The baths are a great place of amusement for ladies. Here they pass hours and hours, listening to stories of fairies and genii, eating sweetmeats, sharing each other’s pipes, and painting their persons. The Jewesses are the oracles of the seraglio. From them the young beauties purchase all manner of cosmetics, charms, amulets, love-potions, &c.

The endearing duties of a mother become a source of fear and sorrow within the walls of the royal harem; for, in order to prevent quarrels about the succession to the throne, it is customary to put large numbers of children to death, or to deprive them of their eyes. The queen-mother herself superintends these executions, to which she becomes hardened by custom. The Persian mothers possess the only shadow of power which women are allowed to have. They regulate the education and settlement of their children, and it is said a marriage is not concluded, even with the father’s consent, if they oppose it.

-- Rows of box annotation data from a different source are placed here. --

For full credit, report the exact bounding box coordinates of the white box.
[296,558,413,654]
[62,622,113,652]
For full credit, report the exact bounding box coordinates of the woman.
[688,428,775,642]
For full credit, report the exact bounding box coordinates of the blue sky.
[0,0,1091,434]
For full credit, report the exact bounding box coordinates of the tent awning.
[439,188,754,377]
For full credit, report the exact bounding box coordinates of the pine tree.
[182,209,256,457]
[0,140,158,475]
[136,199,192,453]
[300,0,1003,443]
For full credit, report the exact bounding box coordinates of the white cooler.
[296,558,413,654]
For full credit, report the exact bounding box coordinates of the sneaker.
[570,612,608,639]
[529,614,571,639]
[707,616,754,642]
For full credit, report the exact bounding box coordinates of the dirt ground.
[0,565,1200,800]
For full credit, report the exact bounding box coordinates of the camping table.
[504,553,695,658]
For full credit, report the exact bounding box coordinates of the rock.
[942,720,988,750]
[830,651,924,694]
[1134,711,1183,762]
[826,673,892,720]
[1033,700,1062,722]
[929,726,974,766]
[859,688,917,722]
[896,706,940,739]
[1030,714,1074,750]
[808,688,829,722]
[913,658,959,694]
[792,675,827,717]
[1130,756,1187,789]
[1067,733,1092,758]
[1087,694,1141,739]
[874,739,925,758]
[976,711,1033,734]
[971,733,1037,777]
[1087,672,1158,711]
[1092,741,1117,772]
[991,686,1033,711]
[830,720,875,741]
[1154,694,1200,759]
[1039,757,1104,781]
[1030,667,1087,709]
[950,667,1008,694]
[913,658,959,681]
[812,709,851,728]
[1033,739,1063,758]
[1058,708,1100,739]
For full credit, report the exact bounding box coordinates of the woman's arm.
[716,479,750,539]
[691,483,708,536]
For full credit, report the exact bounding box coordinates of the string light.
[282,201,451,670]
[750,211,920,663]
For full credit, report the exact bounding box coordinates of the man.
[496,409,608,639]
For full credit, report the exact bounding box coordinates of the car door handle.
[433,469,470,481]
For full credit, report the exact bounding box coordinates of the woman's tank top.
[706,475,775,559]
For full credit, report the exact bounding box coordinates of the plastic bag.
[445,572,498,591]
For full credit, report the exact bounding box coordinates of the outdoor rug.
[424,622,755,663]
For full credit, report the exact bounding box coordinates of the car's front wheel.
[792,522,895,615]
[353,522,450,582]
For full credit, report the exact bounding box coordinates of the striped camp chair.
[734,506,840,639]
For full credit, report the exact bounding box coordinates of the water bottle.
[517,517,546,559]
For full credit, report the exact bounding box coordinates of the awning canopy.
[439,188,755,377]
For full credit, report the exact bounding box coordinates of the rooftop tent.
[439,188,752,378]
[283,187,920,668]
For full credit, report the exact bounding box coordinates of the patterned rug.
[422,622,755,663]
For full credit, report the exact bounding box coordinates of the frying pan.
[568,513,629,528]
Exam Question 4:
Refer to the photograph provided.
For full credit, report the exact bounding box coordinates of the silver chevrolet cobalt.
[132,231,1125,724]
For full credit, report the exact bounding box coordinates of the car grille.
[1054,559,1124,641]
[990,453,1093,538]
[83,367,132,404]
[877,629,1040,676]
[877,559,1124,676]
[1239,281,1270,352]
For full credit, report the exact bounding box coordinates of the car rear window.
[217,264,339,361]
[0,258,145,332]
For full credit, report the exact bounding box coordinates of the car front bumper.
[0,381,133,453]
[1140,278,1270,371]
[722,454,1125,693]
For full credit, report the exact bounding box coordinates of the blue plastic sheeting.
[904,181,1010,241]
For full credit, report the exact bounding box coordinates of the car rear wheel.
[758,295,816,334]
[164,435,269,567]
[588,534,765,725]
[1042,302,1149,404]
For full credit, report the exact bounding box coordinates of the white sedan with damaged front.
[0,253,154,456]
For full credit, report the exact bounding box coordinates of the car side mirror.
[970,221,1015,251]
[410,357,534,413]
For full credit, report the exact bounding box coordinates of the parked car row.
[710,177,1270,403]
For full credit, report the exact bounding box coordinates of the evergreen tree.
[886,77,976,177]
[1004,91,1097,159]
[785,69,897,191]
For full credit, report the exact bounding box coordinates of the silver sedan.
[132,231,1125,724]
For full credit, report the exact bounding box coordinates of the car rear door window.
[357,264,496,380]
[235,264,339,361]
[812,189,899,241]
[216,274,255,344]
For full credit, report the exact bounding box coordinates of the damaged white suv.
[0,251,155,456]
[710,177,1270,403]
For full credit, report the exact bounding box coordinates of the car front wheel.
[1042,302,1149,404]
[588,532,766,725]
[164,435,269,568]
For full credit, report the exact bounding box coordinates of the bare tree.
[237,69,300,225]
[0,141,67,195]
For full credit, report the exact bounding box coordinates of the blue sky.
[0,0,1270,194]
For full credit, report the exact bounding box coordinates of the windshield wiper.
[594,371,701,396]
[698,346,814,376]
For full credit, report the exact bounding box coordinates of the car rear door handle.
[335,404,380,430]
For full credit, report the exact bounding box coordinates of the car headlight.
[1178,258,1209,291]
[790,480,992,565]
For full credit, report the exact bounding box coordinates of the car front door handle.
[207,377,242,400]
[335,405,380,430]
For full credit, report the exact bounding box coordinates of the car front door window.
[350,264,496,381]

Sometimes when one of the king’s women offends him, or his mother, she is married to some menial of the palace, which is considered a very disgraceful punishment. But fortunate is her lot, who is transferred from the royal harem to some favorite grandee. She receives the title of a lawful wife, and is treated like a princess. Notwithstanding the painful sacrifices and perpetual fear belonging to those who form the king’s household, parents are extremely anxious to obtain the splendid bondage for a daughter; for if she happens to be a favorite, the greatest honors and emoluments are heaped on her relations.

Women of the middling class are more occupied than the wives of grandees, and therefore unavoidably have more freedom. They spin, sew, embroider, superintend the house, keep account of expenses, pay the servant’s wages, and see that proper care is taken of the horses. Sir Robert Porter, speaking of this class of Persian females, says, “They do all the laborious part of the household establishment; each having her own especial department, such as baking the bread, cooking the meat, drawing the water, &c. Though the latest espoused is usually spared in these labors, and the best dressed, still the whole party seem to remain in good humor. When their lord shows himself among them, it is like a master coming into a herd of favorite animals. They all rush forward, frisking about him, pleased with a caress, or frisking still if they meet with a pat instead. The four wives of my worthy host retire at sunset, and each taking her infant and cradle to the roof of her division of the house, not forgetting the skin of water she has brought from the well, deposits her babe in safety, and suspends the water-case near her, on a tripod of sticks, in order that the evaporation may cool it for next day’s use. Our communicative host told me that to preserve amity among these women, he was accustomed, like all husbands who valued peace, to divide his time and attention equally and alternately among them. Indeed the law of Mohammed, though it allows four wives, expressly stipulates that the first married shall experience no diminution of wardrobe, or accustomed privileges, in consequence of the introduction of a new bride into the family.

When women of the common classes leave their houses they scrupulously conceal their faces with a veil woven like a fine net, or a cloak with two holes just big enough for their eyes; but the neck is often less carefully covered than the face. Like all oriental women, they are very fond of perfumes and ornaments. Their clothing is usually chosen and purchased for them, as we do for little children.

On the death of a husband, they lay aside all rich and showy apparel, and assume the garb of mourning, which among the Persians is pale brown. For months and months they pay daily visits to the grave, watering it with tears, rending their garments, and tearing their hair. The law allows widows to marry again, but they seldom take a second husband. In many cases, the anniversary of the birthday of the deceased is for years kept as a solemn festival by his family and friends.

Several years ago, a beautiful Circassian accompanied the Persian ambassador to London, where she excited great attention, and was treated with distinguished kindness. Sir Robert Porter met her when she was returning to Persia, mounted on a miserable post-horse. He says, “The poor creature, perceiving that I was a European, rode forward to address me; but in a moment the rough fellow who was her conductor laid his whip over her shoulders, with so terrible an admonition into the bargain, that, closing both her lips and her veil, she travelled on, doubtless with heavy recollections. To interfere in behalf of a woman so situated would cast a sort of contamination on her, and only redouble her stripes.”

Women whose husbands are not rich enough to furnish palanquins, ride astride a horse, muffled in a great sheet, which makes them look like a bag of flour placed upright. Sometimes they are stuffed into panniers slung across a mule or a camel, like poultry on the way to market. If there be but one traveller, some heavy article is put into the opposite basket as a balance.

When the ambassador Meerza Abul Hassan was in England, nothing excited his surprise so much as the fact that women sometimes undertook voyages. “Is it possible!” he exclaimed: “if I were to tell our Persian women that there were English women in ships, they would never believe me. They consider it a great undertaking to go from one town to another; but your women go from one end of the world to the other, and think nothing of it. If it were even known to my family that I was now in a ship, on the high seas, there would be nothing but wailing and lamentation from morning till night.”